Cichlid is a distributed RDFS & OWL reasoning system based on Spark. Now, the master branch is in version 0.1.
##Prerequisites As Cichlid is based on Spark, you need to get Spark installed first. If you are not clear about how to setup Spark, please refer to the guidelines here. Currently, Startfish runs on Spark 1.0.x or newer version.

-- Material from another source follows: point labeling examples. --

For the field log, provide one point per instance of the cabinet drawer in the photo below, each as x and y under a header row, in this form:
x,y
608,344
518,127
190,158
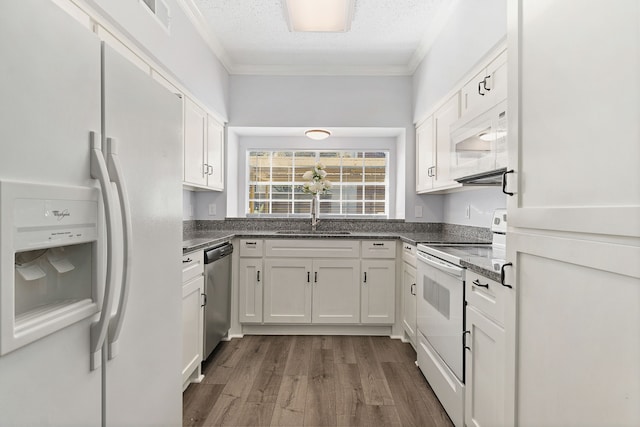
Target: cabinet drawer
x,y
379,249
409,254
313,248
251,247
487,296
192,265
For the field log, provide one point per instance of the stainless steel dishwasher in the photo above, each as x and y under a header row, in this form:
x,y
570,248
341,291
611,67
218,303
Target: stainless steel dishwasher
x,y
217,298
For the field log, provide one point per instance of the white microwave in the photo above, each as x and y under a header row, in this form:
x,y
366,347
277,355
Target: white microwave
x,y
479,145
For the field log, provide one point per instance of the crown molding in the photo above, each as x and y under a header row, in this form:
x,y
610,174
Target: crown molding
x,y
321,70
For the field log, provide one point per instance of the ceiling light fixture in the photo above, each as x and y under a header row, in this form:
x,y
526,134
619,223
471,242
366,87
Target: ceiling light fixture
x,y
317,134
319,15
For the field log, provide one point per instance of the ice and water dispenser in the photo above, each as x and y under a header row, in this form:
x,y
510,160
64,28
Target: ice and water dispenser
x,y
48,260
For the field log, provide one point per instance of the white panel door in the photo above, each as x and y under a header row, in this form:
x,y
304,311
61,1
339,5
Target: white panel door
x,y
336,291
409,300
287,290
574,103
195,134
50,101
145,120
250,289
485,369
425,159
378,291
443,118
576,334
215,154
192,324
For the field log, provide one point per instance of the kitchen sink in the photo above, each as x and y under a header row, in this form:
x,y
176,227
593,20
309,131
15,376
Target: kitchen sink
x,y
299,232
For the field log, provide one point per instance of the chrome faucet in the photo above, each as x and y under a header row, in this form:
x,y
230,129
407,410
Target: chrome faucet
x,y
315,211
314,220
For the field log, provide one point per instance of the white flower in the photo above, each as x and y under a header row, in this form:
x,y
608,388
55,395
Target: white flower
x,y
316,181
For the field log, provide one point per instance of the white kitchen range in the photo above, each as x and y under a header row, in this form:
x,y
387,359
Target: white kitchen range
x,y
441,282
212,213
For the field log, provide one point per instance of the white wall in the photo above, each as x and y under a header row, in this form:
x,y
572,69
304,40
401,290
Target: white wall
x,y
474,28
182,52
329,101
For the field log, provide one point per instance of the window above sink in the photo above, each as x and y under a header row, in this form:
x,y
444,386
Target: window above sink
x,y
360,183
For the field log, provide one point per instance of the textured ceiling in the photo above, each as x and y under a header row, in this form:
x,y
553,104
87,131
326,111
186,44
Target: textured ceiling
x,y
387,37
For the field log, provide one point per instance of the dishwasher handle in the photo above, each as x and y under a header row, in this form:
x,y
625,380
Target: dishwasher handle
x,y
217,252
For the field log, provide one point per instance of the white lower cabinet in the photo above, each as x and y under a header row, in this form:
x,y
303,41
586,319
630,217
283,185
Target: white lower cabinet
x,y
485,361
378,303
336,291
408,292
192,315
409,301
316,281
307,290
250,290
287,290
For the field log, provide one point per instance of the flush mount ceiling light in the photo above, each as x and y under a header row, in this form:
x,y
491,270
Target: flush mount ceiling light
x,y
319,15
317,134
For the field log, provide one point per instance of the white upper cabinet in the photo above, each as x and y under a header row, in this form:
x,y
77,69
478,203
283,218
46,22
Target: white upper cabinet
x,y
425,156
433,158
215,154
486,88
203,149
195,134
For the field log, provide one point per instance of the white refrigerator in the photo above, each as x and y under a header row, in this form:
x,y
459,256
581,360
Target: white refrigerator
x,y
90,295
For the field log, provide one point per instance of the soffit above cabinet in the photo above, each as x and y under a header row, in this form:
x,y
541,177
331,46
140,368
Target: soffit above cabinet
x,y
386,37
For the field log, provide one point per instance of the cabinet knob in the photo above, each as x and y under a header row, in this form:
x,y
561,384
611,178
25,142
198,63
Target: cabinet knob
x,y
477,283
502,275
504,182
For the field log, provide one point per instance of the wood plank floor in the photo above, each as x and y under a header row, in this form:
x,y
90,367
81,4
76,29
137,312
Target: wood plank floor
x,y
312,381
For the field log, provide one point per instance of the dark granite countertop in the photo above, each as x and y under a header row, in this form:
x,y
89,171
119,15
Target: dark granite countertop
x,y
197,240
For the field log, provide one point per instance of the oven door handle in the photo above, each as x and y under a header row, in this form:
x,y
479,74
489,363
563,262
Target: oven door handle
x,y
446,267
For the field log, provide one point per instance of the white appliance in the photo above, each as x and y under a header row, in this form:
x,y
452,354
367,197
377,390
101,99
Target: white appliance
x,y
91,230
479,146
440,313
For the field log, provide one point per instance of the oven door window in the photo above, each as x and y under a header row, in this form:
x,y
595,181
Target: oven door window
x,y
440,314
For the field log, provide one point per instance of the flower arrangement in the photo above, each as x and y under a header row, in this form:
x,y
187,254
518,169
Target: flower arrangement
x,y
317,182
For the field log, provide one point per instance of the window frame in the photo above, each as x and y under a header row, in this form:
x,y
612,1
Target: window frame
x,y
297,181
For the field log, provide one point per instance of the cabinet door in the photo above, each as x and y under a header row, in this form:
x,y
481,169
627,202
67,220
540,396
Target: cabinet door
x,y
250,290
195,130
425,160
485,368
575,332
496,80
192,318
409,300
474,95
443,118
378,300
336,291
287,290
573,117
215,155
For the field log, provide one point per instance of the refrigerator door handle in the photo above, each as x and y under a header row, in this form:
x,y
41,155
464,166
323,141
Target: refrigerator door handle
x,y
99,329
115,173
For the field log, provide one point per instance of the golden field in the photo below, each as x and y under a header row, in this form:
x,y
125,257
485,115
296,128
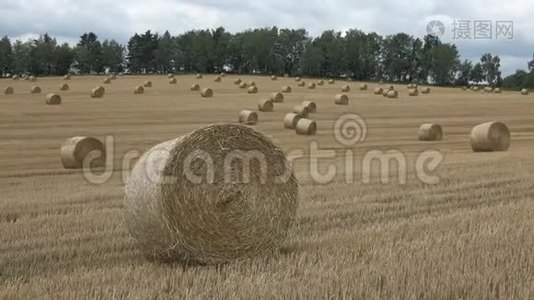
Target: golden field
x,y
469,236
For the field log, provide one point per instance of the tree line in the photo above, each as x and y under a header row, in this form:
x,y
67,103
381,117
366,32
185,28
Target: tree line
x,y
355,54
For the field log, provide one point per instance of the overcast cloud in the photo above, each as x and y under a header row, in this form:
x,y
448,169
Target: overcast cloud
x,y
119,19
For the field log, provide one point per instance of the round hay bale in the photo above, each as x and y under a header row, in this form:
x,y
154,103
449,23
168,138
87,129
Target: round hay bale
x,y
53,99
183,208
252,89
310,106
98,92
291,120
9,90
74,151
35,90
248,117
393,94
277,97
138,90
306,127
342,99
430,132
206,93
301,110
490,136
286,89
266,105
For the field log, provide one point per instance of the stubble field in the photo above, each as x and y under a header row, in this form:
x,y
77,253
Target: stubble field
x,y
469,236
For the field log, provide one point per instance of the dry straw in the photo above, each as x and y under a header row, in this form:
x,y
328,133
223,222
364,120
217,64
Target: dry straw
x,y
218,194
98,92
206,93
342,99
306,127
248,117
490,136
277,97
75,150
430,132
53,99
35,90
291,120
310,106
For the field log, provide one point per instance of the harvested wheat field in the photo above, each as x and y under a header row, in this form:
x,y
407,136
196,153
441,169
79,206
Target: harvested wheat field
x,y
361,234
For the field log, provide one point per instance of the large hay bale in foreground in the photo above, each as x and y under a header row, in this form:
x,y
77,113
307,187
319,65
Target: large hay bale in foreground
x,y
53,99
490,136
277,97
98,92
342,99
35,90
248,117
430,132
306,127
75,150
310,106
186,207
206,93
9,90
266,105
291,120
252,89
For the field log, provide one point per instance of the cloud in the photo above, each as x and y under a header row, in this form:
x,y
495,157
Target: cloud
x,y
119,19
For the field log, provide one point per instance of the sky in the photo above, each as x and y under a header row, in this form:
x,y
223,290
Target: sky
x,y
119,19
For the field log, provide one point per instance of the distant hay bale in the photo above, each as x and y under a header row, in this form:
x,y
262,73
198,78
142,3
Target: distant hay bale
x,y
277,97
35,90
291,120
248,117
9,90
266,105
206,93
252,90
430,132
53,99
286,89
75,150
310,106
98,92
341,99
306,127
221,209
393,94
490,136
138,90
301,110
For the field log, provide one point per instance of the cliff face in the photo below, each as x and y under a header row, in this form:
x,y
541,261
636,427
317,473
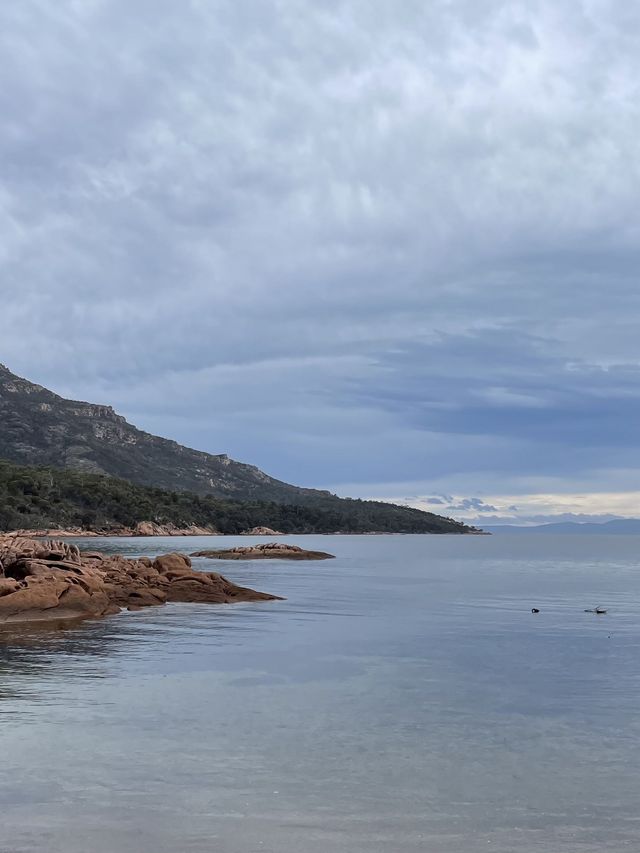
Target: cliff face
x,y
37,427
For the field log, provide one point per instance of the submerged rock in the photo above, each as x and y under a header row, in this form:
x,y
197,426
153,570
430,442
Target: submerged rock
x,y
262,531
52,580
268,551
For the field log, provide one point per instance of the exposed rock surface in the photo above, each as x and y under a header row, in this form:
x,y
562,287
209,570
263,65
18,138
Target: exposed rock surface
x,y
269,551
40,428
52,580
262,531
144,528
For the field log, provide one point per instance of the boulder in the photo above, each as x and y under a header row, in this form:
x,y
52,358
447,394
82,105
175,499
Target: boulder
x,y
44,581
268,551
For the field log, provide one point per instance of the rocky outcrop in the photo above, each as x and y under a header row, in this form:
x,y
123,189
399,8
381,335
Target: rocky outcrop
x,y
149,528
269,551
143,528
262,531
53,580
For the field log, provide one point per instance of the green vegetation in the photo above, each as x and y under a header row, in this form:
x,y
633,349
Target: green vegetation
x,y
38,497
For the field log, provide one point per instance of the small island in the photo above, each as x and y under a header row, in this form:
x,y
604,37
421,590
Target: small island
x,y
268,551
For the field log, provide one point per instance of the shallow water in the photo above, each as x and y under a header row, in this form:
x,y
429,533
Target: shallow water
x,y
403,698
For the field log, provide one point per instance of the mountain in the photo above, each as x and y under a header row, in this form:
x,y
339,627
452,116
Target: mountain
x,y
40,498
40,428
615,527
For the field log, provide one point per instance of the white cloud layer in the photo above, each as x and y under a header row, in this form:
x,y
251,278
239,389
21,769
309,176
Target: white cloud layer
x,y
356,243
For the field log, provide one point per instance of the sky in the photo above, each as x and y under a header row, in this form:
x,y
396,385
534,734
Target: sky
x,y
387,248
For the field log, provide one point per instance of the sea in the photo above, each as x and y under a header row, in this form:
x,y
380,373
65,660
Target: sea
x,y
403,697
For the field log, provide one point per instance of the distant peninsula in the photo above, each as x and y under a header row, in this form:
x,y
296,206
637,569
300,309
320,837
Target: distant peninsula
x,y
70,464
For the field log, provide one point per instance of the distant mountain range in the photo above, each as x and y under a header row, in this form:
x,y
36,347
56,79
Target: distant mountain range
x,y
617,526
40,428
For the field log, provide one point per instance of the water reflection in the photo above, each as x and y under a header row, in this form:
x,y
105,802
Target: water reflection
x,y
402,698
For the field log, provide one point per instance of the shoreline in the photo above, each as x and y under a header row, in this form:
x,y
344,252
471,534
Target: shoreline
x,y
53,581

##Building Cichlid Cichlid is built using sbt. We have offered a default build.sbt file to manage the whole project. Make sure you have installed sbt and you can just type sbt compile & sbt package to get an assembly jar in the project directory. Note that the default Spark version and Hadoop version used are defined in file build.sbt, you can modify it if necessary.
##Run Cichlid We use spark-submit scrpit provied by Apache Spark to submit our job, here follows the usages:
for RDFS reasoning:
${SPARK_HOME}/
./bin/spark-submit \
--calss nju.cichlid.RDFS \
--master master_url \
--executor-memory xG \
--total-executor-cores xx \
<application-jar> <inputInstanceTripleFile> <inputSchemaTripleFile> <output>[<memoryFraction>]
for OWL reasoning:
${SPARK_HOME}/
./bin/spark-submit \
--calss nju.cichlid.OWL \
--master master_url \
--executor-memory xG \
--total-executor-cores xx \
<application-jar> <inputInstanceTripleFile> <inputSchemaTripleFile> <output> <StorageLevel> [<memoryFraction>]
##Test Data Here we provided a small dataset for testing is directory data. The file named schema is schema file, and instance is instance file. The RDF triples are transformed by MD5 hashfunction and stored in Sequence File format.